Dow under 10,000: Signs of a growing crisis

ByABC News
October 7, 2008, 4:46 AM

NEW YORK -- Stocks worldwide plunged Monday on growing signs that the credit crisis is spreading to banks and economies outside the USA, sparking a sharp selling spree on Wall Street that drove the Dow Jones industrials below 10,000 for the first time in four years.

Stocks in London fell almost 8%. The Paris market slid 9%, its steepest retreat since 1987. Big drops in Russia and Brazil led to trading halts in their markets. Russian shares fell 19.1%; those in Brazil dropped 4.4% after falling as much as 15%. Tokyo shares fell 5% to a five-year low.

Panic selling spread to Wall Street, where the Dow tumbled 800 points, briefly topping its record 778-point plunge on Sept. 29. A late rally cut the day's loss to 369.88 points, or 3.6%, to 9955.50. It was the Dow's lowest close since Oct. 26, 2004.

Amid a crisis fueled by a meltdown in the mortgage industry, the Dow has lost nearly 30% since Oct. 9, 2007, a fall that has gashed Americans' investment and retirement accounts, raised fears of a prolonged recession and made the economy the top issue in the presidential campaign.

Hopes that Friday's passage of the U.S. government's $700 billion rescue plan for the financial industry would restore investor confidence already are fading, as the worldwide reach of the credit crisis becomes more clear.
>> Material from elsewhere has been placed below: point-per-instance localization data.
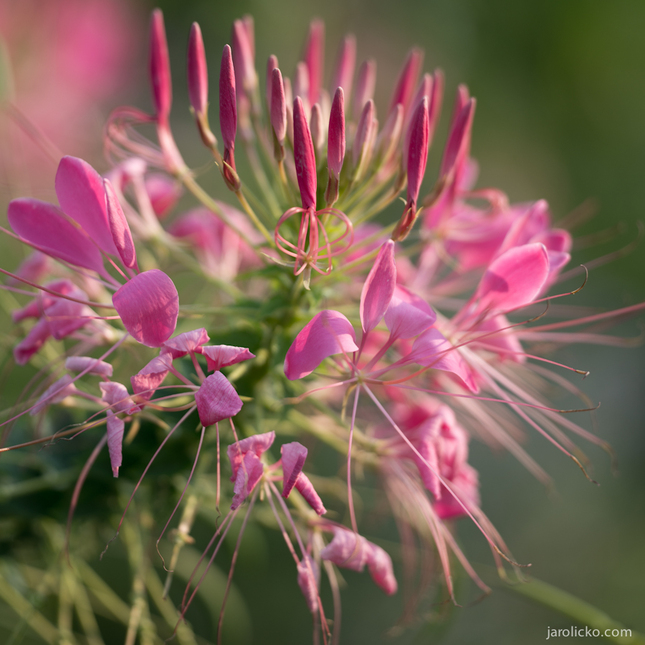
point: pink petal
(304, 156)
(160, 67)
(147, 380)
(248, 475)
(307, 490)
(216, 400)
(293, 459)
(514, 279)
(218, 356)
(115, 428)
(326, 334)
(121, 235)
(187, 343)
(197, 71)
(257, 444)
(148, 306)
(92, 365)
(407, 314)
(45, 227)
(81, 195)
(433, 349)
(378, 288)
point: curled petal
(326, 334)
(115, 428)
(378, 288)
(218, 356)
(148, 306)
(216, 400)
(293, 459)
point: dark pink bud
(304, 156)
(314, 57)
(344, 72)
(418, 149)
(119, 227)
(227, 102)
(364, 86)
(197, 71)
(407, 79)
(336, 134)
(278, 106)
(160, 67)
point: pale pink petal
(293, 460)
(514, 279)
(148, 306)
(187, 343)
(326, 334)
(408, 315)
(216, 400)
(81, 195)
(92, 365)
(308, 578)
(433, 349)
(307, 490)
(379, 564)
(248, 475)
(45, 227)
(218, 356)
(55, 393)
(148, 379)
(378, 288)
(115, 428)
(121, 235)
(257, 444)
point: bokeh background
(561, 98)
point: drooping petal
(293, 459)
(148, 306)
(307, 490)
(326, 334)
(45, 227)
(378, 288)
(218, 356)
(514, 279)
(81, 196)
(115, 428)
(187, 343)
(216, 400)
(121, 235)
(257, 444)
(433, 349)
(408, 315)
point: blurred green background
(561, 96)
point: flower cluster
(431, 317)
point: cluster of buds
(445, 319)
Many investors fear the plan lacks the punch needed to quickly thaw frozen credit markets and avert a global economic slowdown.

"It's a lethal one-two punch: A global credit crunch equals a global recession," says Nicholas Sargen, chief investment officer at Fort Washington Investment Advisors.

Monday's tumult and volatility were historic. A closely watched Wall Street "fear gauge" skyrocketed to levels not seen since the October 1987 stock market crash, when the market fell 22% in a single day.

Individual investors dialed in to their fund companies for advice and reassurance and to dump stocks. Traders and money managers gritted their teeth as the value of their stock holdings tumbled $500 billion, extending the market's 2008 loss to $5 trillion and a staggering $6.4 trillion since last October's high, according to Dow Jones Indexes.

"I'm under my desk," said Jeffrey Saut, chief investment strategist at Raymond James. "Brokers are getting calls to just sell everything."

At the peak of the selling, Todd Leone, a trader at Cowen & Co., said, "They are just selling everything. They just want to get out."

Wall Street's red ink has its origins in a housing market gone bust. Like a domino effect, the troubles started on Main Street. A sharp drop in housing prices after a multiyear boom caused millions of Americans to fall behind on mortgages, which led to a surge in foreclosures, which caused massive losses at banks that lent the money.

To make matters worse, Wall Street packaged the bad mortgages into risky, hard-to-understand securities and peddled them around the globe to investors in search of higher returns. The value of the securities plunged along with home prices, making it impossible to price or sell them. Financial institutions were saddled with hundreds of billions of dollars in losses. Many have failed, and the ones still standing are too fearful to lend money to other banks. That's resulted in a severe credit crunch that has shut down the world's economic engine.